La bouche de Maka s'inclina de quelques millimètres vers le bas avant de remonter en un petit sourire amer.
« C'est beaucoup me demander... mais vous considérez donc qu'il y ai des chances pour que Médusa agisse selon ce que je lui demanderais de faire ? »
Il y en avait certainement plus que si cela avait été une demande directe d'Elka. Vaguement, elle songea à lui poser quelques unes des questions qu'elle avait déjà lancé à l'autre sorcière mais cela risquait d'être tout aussi vain. Maka avait encore moins de raisons de lui répondre que Médusa, se trouvant dans le camp opposé.
« Désolé, je ne pense pas être en mesure de remplir les deux requêtes... Enfin je peux toujours essayer pour l'une. »
Elle se dirigea ensuite vers le laboratoire, ne se retournant brièvement qu'au moment d'ouvrir la porte pour lancer ces derniers mots à Elka :
« Je demanderais à Médusa mais je ne peux rien promettre. »
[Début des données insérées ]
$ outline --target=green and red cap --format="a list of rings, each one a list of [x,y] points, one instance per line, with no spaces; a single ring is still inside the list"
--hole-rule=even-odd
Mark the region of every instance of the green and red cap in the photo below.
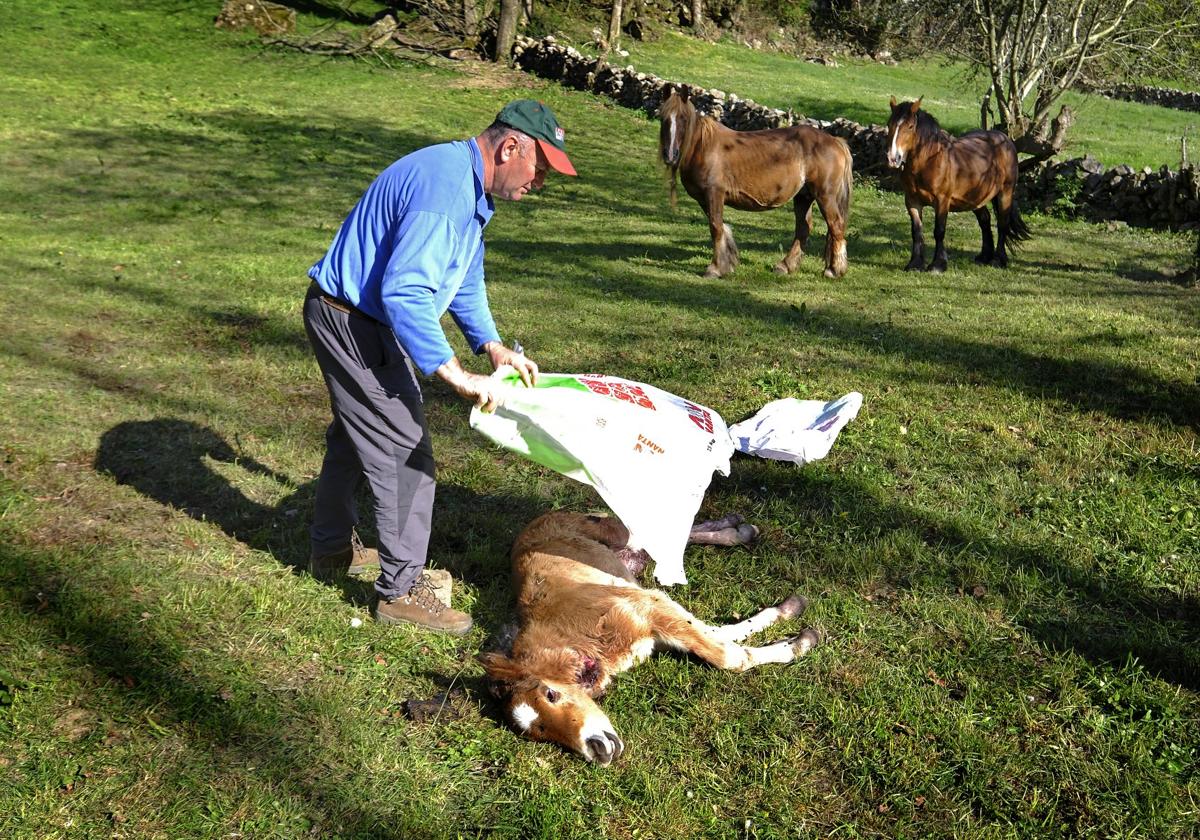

La sorcière en resta stupéfaite, incapable de bouger devant l'implication de ses paroles. Maka n'avait aucune intention d'arrêter quoi que ce soit et pire, semblait même prête à sérieusement tenter d'empêcher Médusa de prendre les devants en apparence. Vraiment, elles étaient tout aussi folles l'une que l'autre et Elka ne pouvait s'en prendre qu'à elle-même de ne pas s'en être rendue compte dès le premier jour passé en ces lieux. Maintenant, elle n'avait plus du tout envie de poser la moindre question, elle aurait même aimé revenir en arrière et ne plus rien savoir.
Ne lui restait plus qu'à prier contre toute attente que quelqu'un viendrait la sortir de là ou que ces deux-là finiraient par se lasser de leur « jeu » et s'entre-tueraient rapidement mais pour l'instant, les choses semblaient mal parties.